Aseptic meningitis after BNT-162b2 COVID-19 vaccination


The COVID-19 pandemic has had an unprecedented impact on healthcare systems globally, giving rise to significant morbidity and mortality. Vaccination has been widely regarded as the most important strategy to contain the pandemic. Whilst local side-effects of the BNT-162b2 (Pfizer-BioNTech) vaccine are well known, concern has emerged due to sporadic reports of immune-mediated adverse effects (Cines and Bussel, 2021; Rela et al., 2021). As of August 19, 2021, 4.54 million individuals had received COVID-19 vaccines in Singapore (Oxford Martin School UoO, 2021). We report a case series of two patients who developed aseptic meningitis after vaccination.

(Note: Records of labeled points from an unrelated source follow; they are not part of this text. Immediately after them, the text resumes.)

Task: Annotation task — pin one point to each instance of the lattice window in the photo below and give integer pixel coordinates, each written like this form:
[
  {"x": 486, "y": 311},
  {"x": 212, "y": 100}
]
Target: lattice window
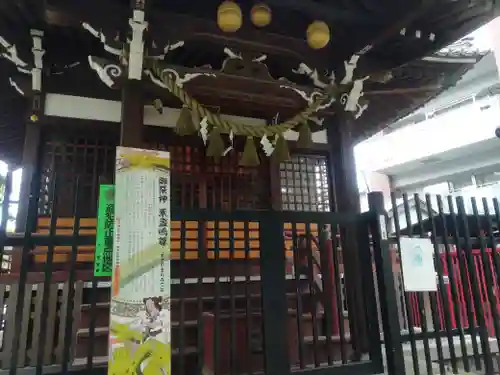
[
  {"x": 199, "y": 182},
  {"x": 229, "y": 186},
  {"x": 304, "y": 184},
  {"x": 92, "y": 157}
]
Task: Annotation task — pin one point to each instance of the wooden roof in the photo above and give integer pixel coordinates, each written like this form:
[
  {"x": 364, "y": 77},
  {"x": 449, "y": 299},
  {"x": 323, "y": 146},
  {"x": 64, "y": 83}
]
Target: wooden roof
[{"x": 397, "y": 38}]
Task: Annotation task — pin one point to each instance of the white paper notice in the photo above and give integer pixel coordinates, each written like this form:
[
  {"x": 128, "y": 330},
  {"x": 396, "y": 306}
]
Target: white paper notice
[{"x": 417, "y": 261}]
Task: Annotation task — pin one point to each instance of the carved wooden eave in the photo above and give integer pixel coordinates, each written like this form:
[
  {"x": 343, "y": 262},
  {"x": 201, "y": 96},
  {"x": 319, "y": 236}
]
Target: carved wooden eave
[
  {"x": 213, "y": 87},
  {"x": 391, "y": 92}
]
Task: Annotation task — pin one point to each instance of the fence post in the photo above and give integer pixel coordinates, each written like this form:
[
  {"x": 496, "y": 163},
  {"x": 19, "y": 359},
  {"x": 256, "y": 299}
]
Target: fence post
[
  {"x": 274, "y": 305},
  {"x": 386, "y": 285}
]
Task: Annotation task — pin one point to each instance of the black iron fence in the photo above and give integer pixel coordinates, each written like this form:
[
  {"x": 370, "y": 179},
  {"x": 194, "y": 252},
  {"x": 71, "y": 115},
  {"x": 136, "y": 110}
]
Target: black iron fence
[
  {"x": 264, "y": 291},
  {"x": 251, "y": 292}
]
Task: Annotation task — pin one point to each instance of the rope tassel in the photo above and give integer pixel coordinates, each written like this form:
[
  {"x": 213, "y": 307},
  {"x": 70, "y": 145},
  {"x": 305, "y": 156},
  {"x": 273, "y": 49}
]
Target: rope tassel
[
  {"x": 305, "y": 136},
  {"x": 281, "y": 152},
  {"x": 216, "y": 146},
  {"x": 185, "y": 125},
  {"x": 249, "y": 158}
]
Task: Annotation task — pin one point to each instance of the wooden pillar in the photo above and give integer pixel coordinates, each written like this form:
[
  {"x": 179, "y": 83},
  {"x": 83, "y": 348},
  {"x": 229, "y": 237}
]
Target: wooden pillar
[
  {"x": 132, "y": 114},
  {"x": 346, "y": 201},
  {"x": 31, "y": 149}
]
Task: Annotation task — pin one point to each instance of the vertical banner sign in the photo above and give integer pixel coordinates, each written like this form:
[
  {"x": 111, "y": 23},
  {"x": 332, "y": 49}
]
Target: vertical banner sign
[
  {"x": 140, "y": 301},
  {"x": 103, "y": 264}
]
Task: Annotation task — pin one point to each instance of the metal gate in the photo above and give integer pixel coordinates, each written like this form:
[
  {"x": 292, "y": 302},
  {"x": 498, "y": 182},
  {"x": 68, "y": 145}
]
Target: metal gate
[{"x": 245, "y": 298}]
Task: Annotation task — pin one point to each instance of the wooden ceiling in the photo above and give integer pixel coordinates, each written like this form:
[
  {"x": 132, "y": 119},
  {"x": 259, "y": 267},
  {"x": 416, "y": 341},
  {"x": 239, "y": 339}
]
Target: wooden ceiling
[{"x": 399, "y": 34}]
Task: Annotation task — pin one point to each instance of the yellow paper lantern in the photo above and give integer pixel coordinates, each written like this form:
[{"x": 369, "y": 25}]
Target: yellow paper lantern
[
  {"x": 260, "y": 15},
  {"x": 229, "y": 17},
  {"x": 318, "y": 35}
]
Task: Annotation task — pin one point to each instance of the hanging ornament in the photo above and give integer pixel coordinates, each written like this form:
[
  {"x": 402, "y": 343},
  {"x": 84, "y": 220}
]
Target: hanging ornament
[
  {"x": 267, "y": 146},
  {"x": 204, "y": 130},
  {"x": 249, "y": 158},
  {"x": 229, "y": 17},
  {"x": 231, "y": 144},
  {"x": 260, "y": 15},
  {"x": 318, "y": 35},
  {"x": 215, "y": 147},
  {"x": 158, "y": 105},
  {"x": 281, "y": 152},
  {"x": 185, "y": 125},
  {"x": 305, "y": 136}
]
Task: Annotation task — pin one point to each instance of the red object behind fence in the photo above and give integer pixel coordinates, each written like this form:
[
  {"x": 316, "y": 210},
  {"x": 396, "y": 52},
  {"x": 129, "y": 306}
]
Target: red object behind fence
[{"x": 462, "y": 294}]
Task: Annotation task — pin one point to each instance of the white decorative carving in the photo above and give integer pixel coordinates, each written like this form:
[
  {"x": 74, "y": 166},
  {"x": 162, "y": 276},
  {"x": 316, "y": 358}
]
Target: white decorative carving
[
  {"x": 16, "y": 86},
  {"x": 260, "y": 59},
  {"x": 107, "y": 72},
  {"x": 326, "y": 105},
  {"x": 187, "y": 77},
  {"x": 350, "y": 66},
  {"x": 354, "y": 95},
  {"x": 204, "y": 129},
  {"x": 317, "y": 121},
  {"x": 231, "y": 55},
  {"x": 23, "y": 70},
  {"x": 11, "y": 53},
  {"x": 361, "y": 109},
  {"x": 308, "y": 98},
  {"x": 230, "y": 147},
  {"x": 155, "y": 80},
  {"x": 136, "y": 54},
  {"x": 314, "y": 76},
  {"x": 168, "y": 48},
  {"x": 38, "y": 52},
  {"x": 99, "y": 35}
]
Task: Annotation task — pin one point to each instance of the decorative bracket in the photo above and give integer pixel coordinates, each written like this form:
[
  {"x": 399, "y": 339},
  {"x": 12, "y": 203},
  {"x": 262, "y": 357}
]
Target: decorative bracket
[
  {"x": 136, "y": 54},
  {"x": 11, "y": 53},
  {"x": 108, "y": 71},
  {"x": 38, "y": 52}
]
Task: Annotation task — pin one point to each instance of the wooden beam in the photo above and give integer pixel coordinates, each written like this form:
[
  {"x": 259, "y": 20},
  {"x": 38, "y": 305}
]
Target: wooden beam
[
  {"x": 405, "y": 91},
  {"x": 168, "y": 27},
  {"x": 132, "y": 114}
]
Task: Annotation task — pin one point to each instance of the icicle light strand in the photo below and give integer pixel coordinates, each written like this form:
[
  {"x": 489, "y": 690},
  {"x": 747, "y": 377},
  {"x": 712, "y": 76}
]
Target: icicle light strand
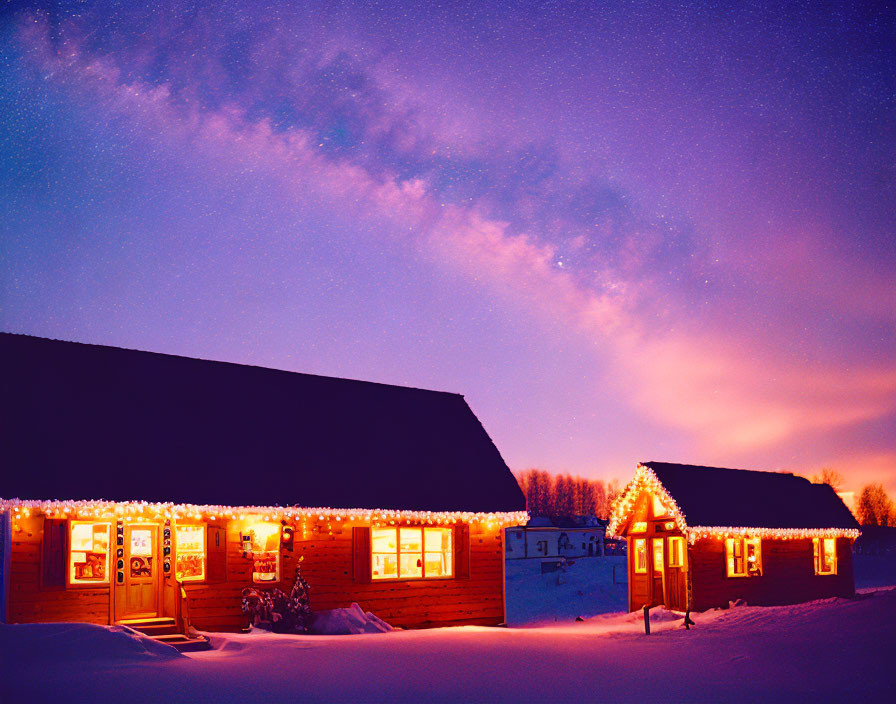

mRNA, Vaccination, Vaccine, COVID-19, Aseptic meningitis, BNT162b2


1. Case presentation

Case 1. A 43-year-old woman presented 4 days after the second dose of BNT-162b2 vaccination with fever, severe headache, myalgia, and generalized papular rashes over her trunk, back, upper and lower limbs. Apart from uterine fibroids, she had no significant past medical history. She was managed initially as for infectious meningitis with ceftriaxone and acyclovir. Brain magnetic resonance imaging (MRI) was performed which showed no abnormal parenchymal or leptomeningeal enhancement. Serum C-reactive protein (CRP) and her erythrocyte sedimentation rate (ESR) were elevated at 162 ​mg/L and 54 ​mm/h respectively. Lumbar puncture revealed a mildly elevated opening pressure of 22cmH2O, and cerebrospinal fluid (CSF) assessment revealed a lymphocytic pleocytosis of 265 leukocytes/uL with an elevated protein of 0.96 ​g/L. Flow cytometry of the CSF showed leukocytes comprising predominantly small T-cells (84% of total nucleated cells) admixed with smaller numbers of monocytes, B, and NK-cells. In addition, the CD4+ T-cell population was moderately expanded resulting in a skewed CD4:CD8 ratio of 8.4. B and NK-cells were non-clonal and unremarkable in phenotype. Other extensive investigations for an underlying infectious, malignant or auto-immune etiology were unremarkable (Table 1). Antimicrobials were subsequently stopped, and the patient was managed with non-steroidal anti-inflammatory drugs (NSAIDs). Her symptoms of fever, myalgia and rashes completely resolved and her headache improved upon discharge. At follow-up one month later, she remained well and asymptomatic (Cines and Bussel, 2021; Rela et al., 2021; Oxford Martin School UoO, 2021).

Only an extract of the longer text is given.